The Committee had requested oral evidence from the Treasury and written responses from other Departments on how the Treasury had fulfilled this duty in respect of the 2015 Spending Review, but was not satisfied with the response to these requests.
Independent evaluation
The Committee concluded that, without more information, it was unable to form a view of how robust the equalities analysis of the Spending Review and Autumn Statement had been, and it recommended that the Treasury be independently evaluated on its compliance with the Public Sector Equality Duty. The Committee recommended that similar evaluations should be commissioned for equality analyses accompanying all future spending rounds and fiscal events.
The Government has rejected the recommendation that its approach be independently evaluated.

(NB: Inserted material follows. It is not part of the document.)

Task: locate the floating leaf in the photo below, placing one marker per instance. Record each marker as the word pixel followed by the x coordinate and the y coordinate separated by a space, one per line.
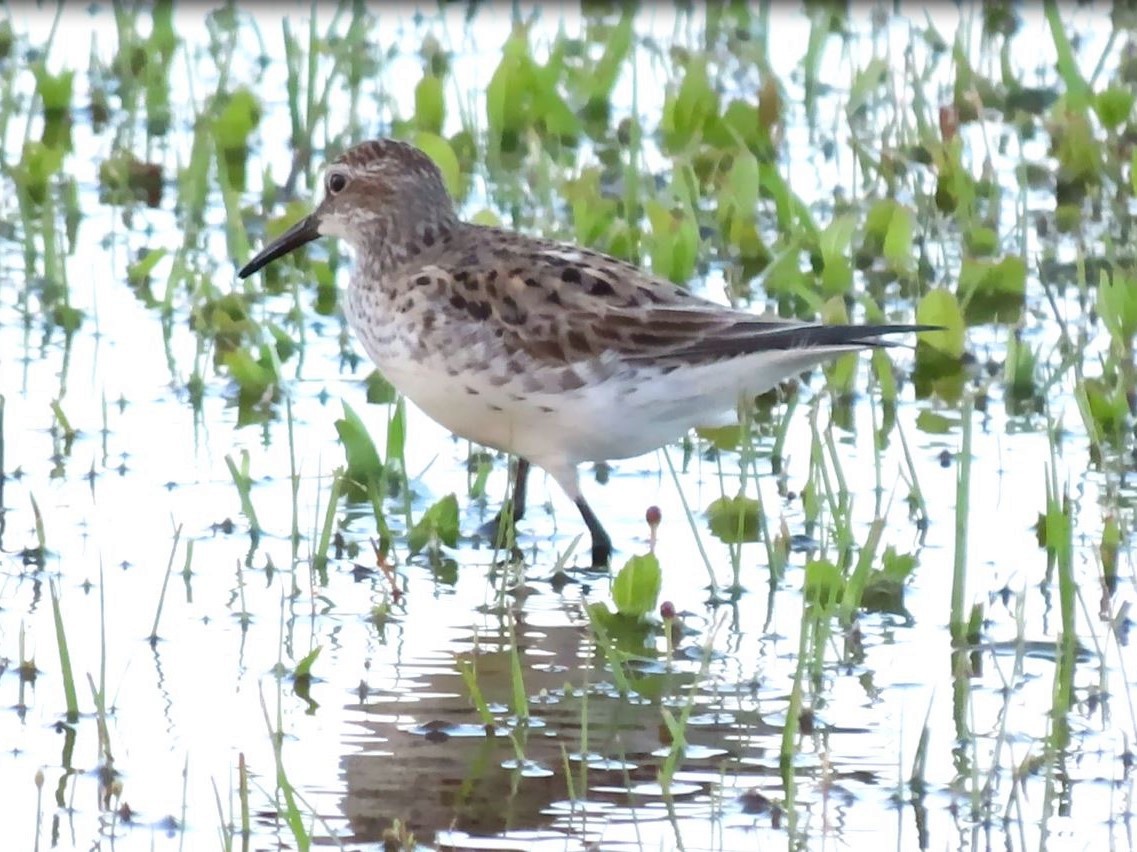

It asserts that the Treasury fully complies with the Public Sector Equality Duty, and argues that making any further information available about the process would compromise candid discussions between the Treasury and other government departments.
Chair's comment
Committee Chair, Maria Miller, said:
"Transparency is a crucial element of the Public Sector Equality Duty requirements. An independent evaluation would provide evidence that the Government fully complies with the duty when setting spending policies. Such an evaluation need not entail putting sensitive policy discussions into the public domain.
Furthermore, we are not persuaded that government departments should cite parliamentary scrutiny as a contribution to fulfilling their own responsibility to analyse equalities impacts, as this response appears to do."